Investigator: Dan Jane-Wit, MD, PhD
Co-investigator: Caodi Fang, MS
Institution: Yale University
Award: $25,000 for the first year; $25,000 for the second year
ANCA-associated vasculopathy (AAV) are inflammatory disorders that include Wegener’s granulomatosis, microscopic polyangitis, and Churg-Strauss disease. These conditions are characterized by chronic inflammation leading to blockages of blood vessels and diminished blood flow to vital organs like the kidney. How inflammation causes these blockages to form is unknown.

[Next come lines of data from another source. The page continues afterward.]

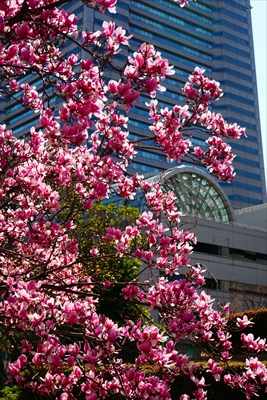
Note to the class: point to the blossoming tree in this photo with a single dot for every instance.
(65, 348)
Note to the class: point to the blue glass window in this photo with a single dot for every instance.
(231, 14)
(233, 72)
(232, 26)
(232, 37)
(233, 61)
(232, 48)
(232, 108)
(166, 40)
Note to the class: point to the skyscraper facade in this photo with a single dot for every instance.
(213, 34)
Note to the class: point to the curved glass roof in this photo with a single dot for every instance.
(198, 194)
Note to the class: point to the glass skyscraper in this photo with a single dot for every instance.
(213, 34)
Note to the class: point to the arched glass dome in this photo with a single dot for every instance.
(198, 194)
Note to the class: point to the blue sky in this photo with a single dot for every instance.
(259, 24)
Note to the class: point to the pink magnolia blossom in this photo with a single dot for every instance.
(84, 146)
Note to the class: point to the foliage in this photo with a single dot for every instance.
(60, 262)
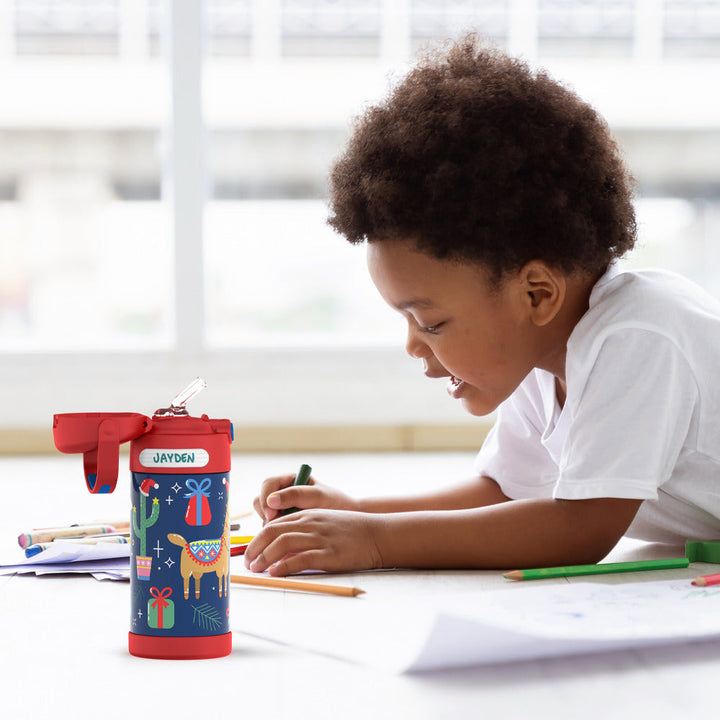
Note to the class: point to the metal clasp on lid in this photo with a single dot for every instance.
(177, 405)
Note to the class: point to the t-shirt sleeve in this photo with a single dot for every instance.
(630, 419)
(513, 454)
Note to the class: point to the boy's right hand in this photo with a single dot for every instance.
(278, 493)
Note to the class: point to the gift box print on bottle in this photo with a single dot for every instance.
(180, 560)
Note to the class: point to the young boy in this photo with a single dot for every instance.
(493, 202)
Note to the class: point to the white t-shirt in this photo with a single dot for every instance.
(642, 414)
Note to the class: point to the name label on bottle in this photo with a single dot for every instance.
(157, 457)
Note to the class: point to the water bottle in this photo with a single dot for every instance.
(179, 522)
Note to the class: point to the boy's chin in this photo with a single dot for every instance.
(476, 408)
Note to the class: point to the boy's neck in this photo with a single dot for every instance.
(575, 305)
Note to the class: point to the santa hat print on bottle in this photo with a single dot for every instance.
(179, 528)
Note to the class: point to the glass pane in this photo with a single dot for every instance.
(84, 237)
(278, 275)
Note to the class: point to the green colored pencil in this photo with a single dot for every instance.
(600, 569)
(300, 479)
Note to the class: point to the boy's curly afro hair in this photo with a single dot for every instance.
(476, 157)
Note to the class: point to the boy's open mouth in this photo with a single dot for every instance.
(455, 386)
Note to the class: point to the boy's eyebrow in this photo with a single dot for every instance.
(417, 303)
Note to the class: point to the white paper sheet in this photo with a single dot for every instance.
(522, 622)
(102, 560)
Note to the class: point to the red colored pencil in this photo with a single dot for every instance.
(704, 580)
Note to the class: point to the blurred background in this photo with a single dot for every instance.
(163, 175)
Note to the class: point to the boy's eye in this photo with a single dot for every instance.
(431, 329)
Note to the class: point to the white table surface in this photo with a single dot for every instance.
(63, 659)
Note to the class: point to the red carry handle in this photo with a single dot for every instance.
(98, 437)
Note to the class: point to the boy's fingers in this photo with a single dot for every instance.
(277, 550)
(305, 496)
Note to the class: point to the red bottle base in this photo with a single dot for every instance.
(180, 648)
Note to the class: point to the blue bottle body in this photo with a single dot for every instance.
(180, 560)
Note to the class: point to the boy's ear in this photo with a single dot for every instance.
(544, 287)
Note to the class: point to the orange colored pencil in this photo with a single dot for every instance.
(285, 584)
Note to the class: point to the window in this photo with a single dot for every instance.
(162, 214)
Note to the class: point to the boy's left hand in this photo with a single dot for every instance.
(318, 539)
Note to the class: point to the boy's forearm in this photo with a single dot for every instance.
(517, 534)
(477, 492)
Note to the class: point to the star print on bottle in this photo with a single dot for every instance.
(198, 509)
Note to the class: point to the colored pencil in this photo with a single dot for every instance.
(49, 534)
(285, 584)
(599, 569)
(302, 478)
(704, 580)
(36, 549)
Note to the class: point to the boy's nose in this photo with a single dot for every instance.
(415, 347)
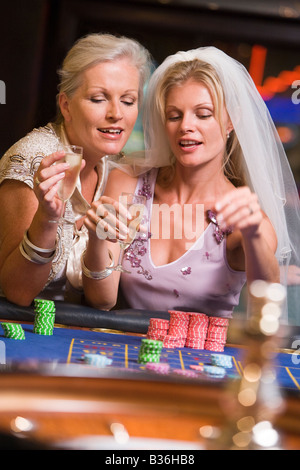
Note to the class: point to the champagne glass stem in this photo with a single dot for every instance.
(119, 266)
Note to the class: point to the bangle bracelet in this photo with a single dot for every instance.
(97, 275)
(34, 247)
(32, 256)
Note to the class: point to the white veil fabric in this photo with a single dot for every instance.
(266, 166)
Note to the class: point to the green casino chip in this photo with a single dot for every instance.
(13, 331)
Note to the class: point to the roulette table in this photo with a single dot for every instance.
(50, 398)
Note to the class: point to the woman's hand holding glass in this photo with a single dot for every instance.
(117, 221)
(55, 180)
(46, 180)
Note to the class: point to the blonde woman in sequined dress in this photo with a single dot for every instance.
(101, 83)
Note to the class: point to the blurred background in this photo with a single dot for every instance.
(35, 35)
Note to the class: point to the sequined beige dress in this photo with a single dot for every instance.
(20, 163)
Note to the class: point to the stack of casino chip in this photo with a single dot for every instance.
(179, 324)
(197, 331)
(162, 368)
(44, 317)
(13, 330)
(158, 328)
(150, 351)
(97, 360)
(216, 334)
(221, 360)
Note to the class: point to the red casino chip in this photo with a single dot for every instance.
(214, 346)
(159, 323)
(218, 321)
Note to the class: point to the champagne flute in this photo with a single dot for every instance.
(136, 206)
(66, 186)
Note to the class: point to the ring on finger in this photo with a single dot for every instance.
(37, 181)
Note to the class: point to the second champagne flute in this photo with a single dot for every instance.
(66, 187)
(136, 207)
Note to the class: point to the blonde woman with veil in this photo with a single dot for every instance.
(210, 144)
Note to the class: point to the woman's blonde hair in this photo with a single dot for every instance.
(94, 49)
(204, 73)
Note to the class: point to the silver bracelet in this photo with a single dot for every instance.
(27, 242)
(28, 253)
(97, 275)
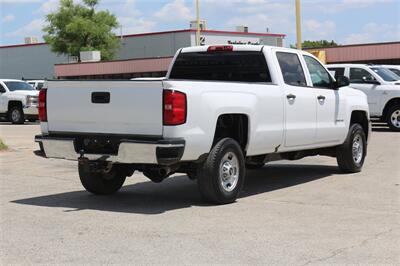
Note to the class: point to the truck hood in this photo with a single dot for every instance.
(23, 93)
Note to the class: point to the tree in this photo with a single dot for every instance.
(80, 27)
(317, 44)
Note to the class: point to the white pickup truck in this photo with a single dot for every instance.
(220, 110)
(18, 101)
(381, 86)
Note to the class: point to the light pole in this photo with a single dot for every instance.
(298, 24)
(197, 22)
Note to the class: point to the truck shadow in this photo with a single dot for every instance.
(179, 192)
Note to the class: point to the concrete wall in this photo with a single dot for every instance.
(159, 45)
(31, 62)
(37, 61)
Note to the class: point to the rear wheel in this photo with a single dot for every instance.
(393, 117)
(102, 182)
(16, 115)
(351, 154)
(221, 177)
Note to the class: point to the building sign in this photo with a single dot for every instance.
(241, 40)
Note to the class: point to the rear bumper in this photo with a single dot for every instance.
(162, 152)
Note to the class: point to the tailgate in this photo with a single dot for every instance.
(106, 107)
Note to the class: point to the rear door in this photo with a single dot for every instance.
(105, 107)
(300, 104)
(330, 125)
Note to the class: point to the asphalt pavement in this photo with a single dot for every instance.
(291, 213)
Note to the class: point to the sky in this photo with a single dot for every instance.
(344, 21)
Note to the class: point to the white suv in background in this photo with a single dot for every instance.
(381, 86)
(18, 101)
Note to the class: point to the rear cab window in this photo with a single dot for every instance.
(291, 69)
(337, 71)
(319, 76)
(234, 66)
(359, 75)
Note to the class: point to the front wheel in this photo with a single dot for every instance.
(351, 154)
(221, 177)
(100, 183)
(393, 117)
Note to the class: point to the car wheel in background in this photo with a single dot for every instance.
(393, 117)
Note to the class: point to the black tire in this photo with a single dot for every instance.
(393, 117)
(254, 166)
(16, 115)
(347, 161)
(209, 179)
(101, 183)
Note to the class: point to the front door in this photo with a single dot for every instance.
(330, 120)
(300, 105)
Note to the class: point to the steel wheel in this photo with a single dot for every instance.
(229, 172)
(358, 148)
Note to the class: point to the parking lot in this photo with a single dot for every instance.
(303, 212)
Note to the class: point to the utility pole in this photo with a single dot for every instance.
(298, 24)
(197, 22)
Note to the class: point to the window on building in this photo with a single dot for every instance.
(291, 68)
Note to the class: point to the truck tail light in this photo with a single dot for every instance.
(42, 105)
(174, 108)
(220, 48)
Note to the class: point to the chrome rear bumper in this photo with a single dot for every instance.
(163, 152)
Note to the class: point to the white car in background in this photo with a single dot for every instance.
(394, 68)
(36, 84)
(381, 86)
(18, 101)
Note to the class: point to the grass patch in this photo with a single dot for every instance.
(3, 146)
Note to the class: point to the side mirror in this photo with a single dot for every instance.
(370, 80)
(342, 81)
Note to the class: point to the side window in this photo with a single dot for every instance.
(338, 71)
(2, 89)
(358, 75)
(291, 68)
(319, 76)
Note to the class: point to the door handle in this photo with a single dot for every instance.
(291, 96)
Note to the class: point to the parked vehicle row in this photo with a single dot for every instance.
(18, 101)
(220, 110)
(380, 84)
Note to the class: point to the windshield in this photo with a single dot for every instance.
(18, 86)
(385, 74)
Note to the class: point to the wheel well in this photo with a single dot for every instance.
(14, 103)
(390, 104)
(235, 126)
(360, 117)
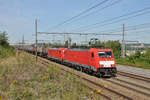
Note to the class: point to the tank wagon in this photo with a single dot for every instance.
(95, 61)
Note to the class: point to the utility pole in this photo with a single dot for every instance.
(36, 39)
(123, 42)
(23, 41)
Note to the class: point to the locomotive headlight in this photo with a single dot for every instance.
(107, 63)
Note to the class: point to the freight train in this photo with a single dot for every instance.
(99, 62)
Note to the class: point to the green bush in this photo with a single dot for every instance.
(6, 52)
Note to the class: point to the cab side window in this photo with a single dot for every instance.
(92, 55)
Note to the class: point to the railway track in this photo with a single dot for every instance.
(112, 93)
(106, 90)
(138, 77)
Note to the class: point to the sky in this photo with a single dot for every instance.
(17, 18)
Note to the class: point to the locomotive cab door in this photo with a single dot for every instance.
(92, 58)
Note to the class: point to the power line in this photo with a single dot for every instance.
(87, 15)
(109, 20)
(81, 13)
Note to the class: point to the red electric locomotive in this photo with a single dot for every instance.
(98, 61)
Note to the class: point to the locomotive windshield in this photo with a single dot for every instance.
(105, 54)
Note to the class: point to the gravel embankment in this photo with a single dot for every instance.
(134, 70)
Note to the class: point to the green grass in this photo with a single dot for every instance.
(23, 79)
(139, 62)
(6, 52)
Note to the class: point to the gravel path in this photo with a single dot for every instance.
(134, 70)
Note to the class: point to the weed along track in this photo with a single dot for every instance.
(109, 88)
(138, 77)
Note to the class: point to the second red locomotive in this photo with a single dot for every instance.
(96, 61)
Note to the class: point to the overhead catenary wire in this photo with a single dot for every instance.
(89, 14)
(81, 13)
(115, 18)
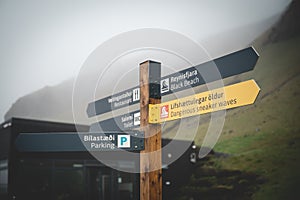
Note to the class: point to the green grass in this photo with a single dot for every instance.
(263, 139)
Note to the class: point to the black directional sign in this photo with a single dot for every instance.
(116, 101)
(123, 122)
(228, 65)
(87, 141)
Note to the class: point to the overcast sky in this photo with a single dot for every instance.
(45, 42)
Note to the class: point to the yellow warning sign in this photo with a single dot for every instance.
(236, 95)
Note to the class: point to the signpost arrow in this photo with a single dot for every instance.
(123, 122)
(236, 95)
(228, 65)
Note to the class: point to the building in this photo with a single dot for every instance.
(57, 171)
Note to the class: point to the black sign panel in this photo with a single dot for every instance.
(228, 65)
(124, 122)
(77, 142)
(116, 101)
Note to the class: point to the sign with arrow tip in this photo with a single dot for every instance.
(236, 95)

In this proposal, we will study how interactions between two immune mechanisms, complement and CD4+ T cells, lead to blockages in blood vessels in AAV. Complement are immune proteins that circulate in the blood. During AAV, complement proteins are activated and self-assemble to form membrane attack complexes (MAC). MAC are pore-like structures that insert into the cell membranes of endothelial cells (EC), the cells that line blood vessels. When this occurs, we found that MAC causes EC to release IL-1beta, a secreted protein that enhances the activation of CD4+ T cells. IL-1beta enhanced activation of CD4+ T cells that went on to release a factor called IFN-gamma that led to blood vessel blockages. Thus, MAC deposition on EC led to EC release of IL-1beta which then enhanced activation of CD4+ T cells that released IFN-gamma to cause blood vessel blockages in AAV.
Using human biospecimens to increase the likelihood that our findings will be relevant to patients, we will study how a protein structure called the inflammasome is activated by MAC on EC to allow IL-1beta secretion. We will then examine the significance of the inflammasome in human coronary arteries in a humanized mouse model, and we will further test the clinical relevance of the inflammasome by analyzing its expression in AAV patient tissues. Our studies will lead to novel insights into how AAV causes blood vessel blockages and may lead to new therapies to prevent this from occurring.